The Chronicle reports two recent studies have shown that rents are either flattening out or not rising as quickly. Stories of this kind always mention increased supply as part of the reason for the softening. But here’s part of the reason why they’re not exactly dropping either:
“Some owners are reluctant to lower their rent because they upgraded the property in anticipation of rising rents, or the unit is rent-controlled and they don’t want to lock themselves into a lower rent.”
In a conversation about the cost of rental housing, there’s always room for a little talk about short-term rentals. Los Angeles is now grappling with Airbnb, too — having cottoned on to the fact that landlords who own apartments can make way more money on the short-term rental market than on the long-term one. One study indicates a landlord can make a year’s long-term rental income in 60 days if they Airbnb their unit.
Airbnb pulled out their own in-house study saying no no, it takes way longer than that to make Airbnb more attractive than a long-term lease. To me that just says nobody can dispute anymore that the service disrupts the long-term rental market (instead of the hotel industry), we’re just down to arguing about how many nights it takes an Airbnb unit to out-earn a leased one.
Architectural Addendum: I’m shocked and a little offended that the US Bank building at 22nd and Mission streets ranked a paltry 18th on this map of San Francisco’s 19 ugliest buildings. You’re telling me people think this mildewy cinderblock is more attractive than the San Francisco Marriot Marquis? More handsome than One Rincon Hill? And yet uglier than the Salesforce tower? Good thing I didn’t become an architect.

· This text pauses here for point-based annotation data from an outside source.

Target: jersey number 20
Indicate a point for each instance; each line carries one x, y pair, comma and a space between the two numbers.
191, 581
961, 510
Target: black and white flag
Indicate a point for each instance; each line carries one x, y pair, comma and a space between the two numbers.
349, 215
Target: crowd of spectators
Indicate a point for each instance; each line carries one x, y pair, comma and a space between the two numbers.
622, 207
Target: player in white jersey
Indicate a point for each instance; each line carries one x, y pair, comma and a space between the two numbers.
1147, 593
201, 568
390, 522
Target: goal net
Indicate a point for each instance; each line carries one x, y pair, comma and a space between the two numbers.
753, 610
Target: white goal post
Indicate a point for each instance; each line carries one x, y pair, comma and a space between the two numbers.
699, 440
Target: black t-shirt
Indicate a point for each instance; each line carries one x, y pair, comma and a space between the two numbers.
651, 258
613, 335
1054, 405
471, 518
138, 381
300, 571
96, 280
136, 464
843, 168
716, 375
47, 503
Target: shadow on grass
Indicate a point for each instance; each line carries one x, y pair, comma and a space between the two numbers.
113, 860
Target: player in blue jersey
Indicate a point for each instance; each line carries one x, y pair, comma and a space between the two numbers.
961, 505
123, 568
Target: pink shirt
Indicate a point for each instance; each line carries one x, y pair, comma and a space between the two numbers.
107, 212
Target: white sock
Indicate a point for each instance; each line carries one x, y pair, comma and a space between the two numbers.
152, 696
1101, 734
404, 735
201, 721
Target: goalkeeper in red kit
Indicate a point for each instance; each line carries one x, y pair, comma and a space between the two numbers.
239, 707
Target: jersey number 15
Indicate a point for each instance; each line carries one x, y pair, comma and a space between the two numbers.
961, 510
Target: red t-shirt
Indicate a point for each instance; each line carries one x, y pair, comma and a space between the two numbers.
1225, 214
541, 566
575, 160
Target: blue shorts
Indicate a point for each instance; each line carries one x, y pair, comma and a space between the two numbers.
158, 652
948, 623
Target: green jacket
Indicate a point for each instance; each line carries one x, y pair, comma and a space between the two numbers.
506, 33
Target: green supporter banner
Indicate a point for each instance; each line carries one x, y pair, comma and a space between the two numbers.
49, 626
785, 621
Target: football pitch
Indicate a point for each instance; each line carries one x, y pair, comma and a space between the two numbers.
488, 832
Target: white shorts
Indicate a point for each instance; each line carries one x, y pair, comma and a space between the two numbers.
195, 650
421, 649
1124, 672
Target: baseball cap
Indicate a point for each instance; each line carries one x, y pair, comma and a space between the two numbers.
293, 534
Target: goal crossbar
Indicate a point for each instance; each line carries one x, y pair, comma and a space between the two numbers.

How about affordable housing for Native San Franciscans First Born here Live to die here!
Campos tries to flout the law again and gets rejected. IMPEACH CAMPOS! Stop wasting time on laws that won’t pass and do something about escalating crime! IMPEACH CAMPOS!
It’s frustrating to see people who don’t know what they’re doing try to put out “studies”. You can’t simply compare average nightly Airbnb rental rates to median rent for a zip code. You first need to normalize for type of unit, then take into account average occupancy % for an Airbnb vs. a long term rental (hint, it’s much lower for Airbnb), then take into account expenses (another hint: LT tenants pay their own utilities, cleaning, etc, whereas Airbnb hosts typically cover those and more). As a forensic accountant, these kind of lazy amateur comparisons drive me crazy.
Luxury subsidized housing for a special class is an outrage…..
Martin Luther King worked his whole life and give his life trying to end segregation. We need 100% affordable units including utilities and HD cable with all the channels in the Mission. Only if you have Mexican heritage. Mexicans are getting pushed out of the Mission in alarming rates. More brown you are, front of the line for affordable housing in the Mission. End segregation.